There is something almost impossible to grapple with in this quiet erasure. It reminds me of how we have long silenced certain kinds of pain. We cannot speak of the Black child killed by a white man without speaking of the victims who were lynched in broad daylight with no justice. We cannot speak of it without remembering the lives stolen in the shadows of trees and the ghosts of the Mississippi, which holds its memories in water instead of ink. These stories are our inheritance. They are not new.

The Black child killed by a sword becomes another line in a long history of violence that this country would rather forget. And forgetting is its own kind of violence, one that grinds slowly and without mercy.

Is the Media Fair and Balanced?

I am asked this sometimes, as though fairness and balance are the true measures of truth. Is the media fair? Is it balanced? I cannot answer that, not because the answer is unknown, but because it is irrelevant. Fairness is not the same as justice, and balance is not the same as truth.

We live in a country where media outlets choose their stories carefully, catering to audiences who seek confirmation of what they already believe. The biases are built into the structure, whether it’s Fox News peddling fears of Black bodies, or more liberal outlets softening the blows of white violence by invoking mental health. As the New York Times and Washington Post subtly racialize crime through omission or inclusion of unnecessary details, the narrative is sculpted to fit a preordained shape.

The question, then, is not whether the media is fair or balanced, but whether it tells the truth. And the truth is not in the stories it tells; the truth is in the stories it chooses to forget.

A Reckoning with the Silence

So what do we do with this truth? Do we gather the dust of forgotten stories and hope that one day they will rise into memory? Do we sit with the violence we ignored, the lives we allowed to disappear because the headlines didn’t scream loudly enough?

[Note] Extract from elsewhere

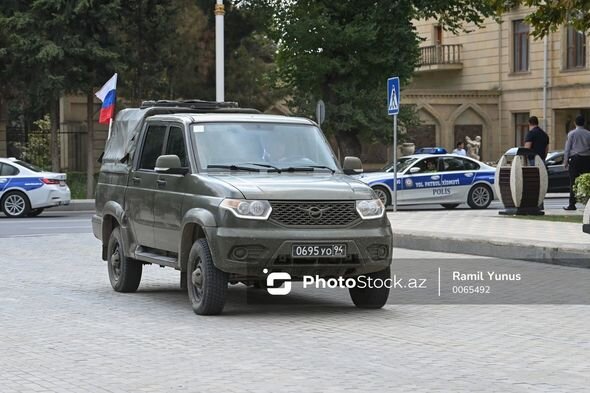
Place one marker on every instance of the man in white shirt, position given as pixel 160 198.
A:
pixel 460 150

Perhaps it is time to confront the silence. It is time to remember the stories that have been buried beneath the weight of forgetfulness, not because they are less violent, but because the system tells us that they are. We must remember the child who was killed, not by accident, not by mistake, but because his life was deemed less worthy of the world’s tears. We must remember the man who picked up a sword, knowing full well that his violence would not provoke the same outrage as others.

There is no justice in the remembering, but there is truth. And sometimes, that is all we have.

Sources:

• Color of Change and Media Matters, 2015 study on crime reporting in NYC.

• Justice Quarterly study on media coverage of terrorism, 2018.

• Pew Research Center, “The Role of News on Racial Perceptions of Crime,” 2020.

• New York Civil Liberties Union (NYCLU), “Stop-and-Frisk Data,” 2019.